In a recent conversation with a friend about fatbike trails I was bemoaning the fact that (in winter) fatbikes need a groomed trail to ride. And because of that we mostly rely on snowshoers, snowcats, and snowmobiles for getting out and about on the snow. We wait for them to pack down the trail after each big snowfall and then can ride where they went. We follow ‘their’ trails to go where they go which may follow a pretty boring route or have poor route selection and be too steep to ride, uphill at least. I was thinking how different this is from backcountry skiing, my other winter passion, where you can go where you please and choose your own line as you go – up and down.
But what later occurred to me was that fatbike ‘trails’ are really not too different than regular summer mountain bike trails. They’re created by machines or by manual labor for recreation. As mountain bikers we follow old social trails, moto trails, jeep roads, sometimes deer trails, and trails developed by land managers. Granted we don’t have to clear the trail after a rainstorm (usually) but trail maintenance is a necessity and part and parcel of our experience.
Fatbikes are just coming onto the scene asking for access/permission to use these trails and a say in how these trails are “built.” I believe it’s up to the users of the sport to take part in the advocacy, development, and maintenance of these trail systems, no matter what the season. It makes me want to buy a used snowmobile, or schedule a bunch more time on the snowshoes…

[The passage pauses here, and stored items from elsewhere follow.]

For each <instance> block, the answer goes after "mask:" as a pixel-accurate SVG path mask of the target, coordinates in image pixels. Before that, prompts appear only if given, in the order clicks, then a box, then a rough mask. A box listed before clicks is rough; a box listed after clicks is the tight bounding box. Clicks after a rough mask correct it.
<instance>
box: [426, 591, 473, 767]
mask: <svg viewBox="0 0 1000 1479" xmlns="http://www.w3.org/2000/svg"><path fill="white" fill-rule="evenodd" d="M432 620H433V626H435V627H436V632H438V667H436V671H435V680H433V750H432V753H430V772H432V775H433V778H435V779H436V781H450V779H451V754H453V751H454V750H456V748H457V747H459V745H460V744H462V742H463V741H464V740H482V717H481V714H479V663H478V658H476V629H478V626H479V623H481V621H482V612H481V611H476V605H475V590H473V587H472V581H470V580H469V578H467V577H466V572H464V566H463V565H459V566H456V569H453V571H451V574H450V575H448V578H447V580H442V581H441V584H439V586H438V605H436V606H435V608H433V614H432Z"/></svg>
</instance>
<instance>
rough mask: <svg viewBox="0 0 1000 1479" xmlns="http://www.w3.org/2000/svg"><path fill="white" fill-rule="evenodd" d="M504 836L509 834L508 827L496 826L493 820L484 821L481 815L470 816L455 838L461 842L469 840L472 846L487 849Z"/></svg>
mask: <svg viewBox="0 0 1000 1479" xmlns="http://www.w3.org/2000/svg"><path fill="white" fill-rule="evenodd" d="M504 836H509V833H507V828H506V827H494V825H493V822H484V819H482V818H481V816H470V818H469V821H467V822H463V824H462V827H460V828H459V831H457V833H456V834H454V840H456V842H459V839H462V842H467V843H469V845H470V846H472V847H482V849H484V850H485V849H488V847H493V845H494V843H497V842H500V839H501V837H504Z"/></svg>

This article on Fat-bike.com really drove home the point that we as trail users also need to get involved and stop relying on others to make the trails we want to use. Trail users in Wisconsin and other states are developing and maintaining singletrack trails for fatbike use by working with public and private land owners. All we need is snow as the canvas (which California does NOT have right now). Keeping the trail grade rideable, making a swoopy singletrack packed route through the woods, not pissing off XC skiers or snowmobiles by using their historic routes and riding in the classic tracks. All these things are possible when an effort is made.
The mid-west appears to be on its way to being a fatbike destination like Moab is for mountain bikers the rest of the year. I can now imagine booking a flight to hit some of the destinations out there and maybe a race like the Birkie which now has a fatbike category and happens to be the first U.S. National Fatbike Championships. But all over race series are popping up and this sport is going to continue to grow. With more users we need more smart, planned management so we don’t get kicked off trail systems used by other groups – like mountain bikes were at the start of their rise in such places as Marin County, CA and Boulder, CO. IMBA has started thinking about it, but it’s the grassroots groups that will make it happen at the local level.